Que peut-on attendre d’un disque discrètement intitulé Schubert – Ellington ? Une opération de rapprochement, bien sûr, déjà assez inattendue en ce qu’elle juxtapose deux compositeurs que presque tout oppose. On croit donc découvrir un disque dont le programme sera divisé à parts égales entre des lieder du tout début du XIXe siècle et des songs du milieu du XXe, entre le classique et le jazz. Or, pas du tout. Loin de séparer les deux compositeurs, le tiret les unit bien plus profondément qu’on ne l’aurait soupçonné, puisque le CD immortalise des improvisations mêlant Schubert et Ellington, comme l’illustre clairement la première plage. On y entend d’abord « La Truite » avec accompagnement jazzy, la ligne vocale étant elle-même modifiée par endroits, puis vient « Caravan » de Duke Ellington, après quoi les deux œuvres se rencontrent, s’entremêlent et ne forment plus qu’un. C’est peut-être aussi le moment le plus radical du disque. Deux autres lieder de Schubert sont présents, ainsi que l’un de ses Impromptus, mais aucun d’eux ne subit le même traitement de choc. Sous le titre « Vers Gretchen » et « Vers Auf dem Wasser », ce sont encore des improvisations qui nous sont proposées, sans télescopage frontal avec un standard de jazz. De Duke Ellington, on trouvera ici « Take a Train », « It Dont’ Mean a Thing » et « Solitude ». Et il y a plusieurs autres compositeurs au rendez-vous, même si leur nom n’est pas mis en avant : Chostakovitch, Dusapin, et Dimitri Tiomkin, qui composa « Wild is the Wind » pour un film sorti en 1957. Des esthétiques très contrastées, donc, qui repoussent jusqu’à notre époque le cadre temporel des morceaux. Dans le discours sinueux de Canto, sur un texte du poète Giacomo Leopardi, on reconnaît bien l’esthétique de Pascal Dusapin ; la romance de Chostakovitch. Les chanteurs les plus divers ont su au fil des années s’approprier « Wild is the Wind ».

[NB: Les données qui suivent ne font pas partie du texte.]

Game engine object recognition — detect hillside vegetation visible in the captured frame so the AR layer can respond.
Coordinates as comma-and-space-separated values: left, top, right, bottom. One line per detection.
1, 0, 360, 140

Schubert – Ellington réunit quatre interprètes, les uns venus du classique (la soprano et le violoncelle), les autres venus du jazz (la clarinette et le piano). La plupart des arrangements et improvisations sont le fait de Guillaume de Chassy, le pianiste, mais certaines pièces affichent la responsabilité collective des quatre membres du groupe. Tout juste trois quarts d’heure de musique : la limite de l’exercice serait-elle atteinte ? Les morceaux s’enchaînent sans véritable sollicitation de continuité, avec parfois une « Réminiscence » au piano qui fait le pont d’une pièce à l’autre, les applaudissements conservés à la fin montrant bien qu’il s’agissait d’un concert public.
Evidemment, pour le lecteur de Forum Opéra, l’intérêt principal de ce disque sera la prestation de Karen Vourc’h. Après des débuts fracassants, marqués notamment par sa Mélisande à l’Opéra-Comique en 2010, et un disque Grieg-Sibelius-Debussy sorti la même année, la soprano française s’est peu à peu faite plus rare sur les scènes lyriques. Plus précisément, son répertoire s’est très nettement centré sur le XXe siècle et sur la création. Après le Christophe Colomb de Félicien David en 2014, Karen Vourc’h s’est pour ainsi dire spécialisée dans la musique contemporaine. On ne s’étonnera donc pas outre mesure de l’entendre au cœur de ce programme hors-norme, qui ne relève pas du simple cross-over, mais s’aventure dans des terrains plus audacieux.
De ce fait, la voix que l’on entend ici n’est pas vraiment celle d’une chanteuse d’opéra, et la soprano y révèle un style bien différent. Le jazz et la chanson n’ont pas du tout les mêmes exigences que Mozart et Verdi, que Karen Vourc’h chantait encore il y a quelques années. C’est dans « Gretchen am Spinrade » et « Auf dem Wasser zu singen », dont la ligne vocale n’a guète été bousculée, que l’on peut le mieux juger les qualités de la soprano. Même si l’on entend plus souvent « Marguerite au rouet » par des mezzos et que la légèreté de la voix surprend au départ, force est de dire ici que la justesse de certaines notes ne paraît pas très assurée et que les aigus sont un peu trop bas. Ce sont évidemment les aléas du direct, et comme l’ont expliqué les habitués de l’improvisation aux interprètes classiques, on ne refait pas une improvisation.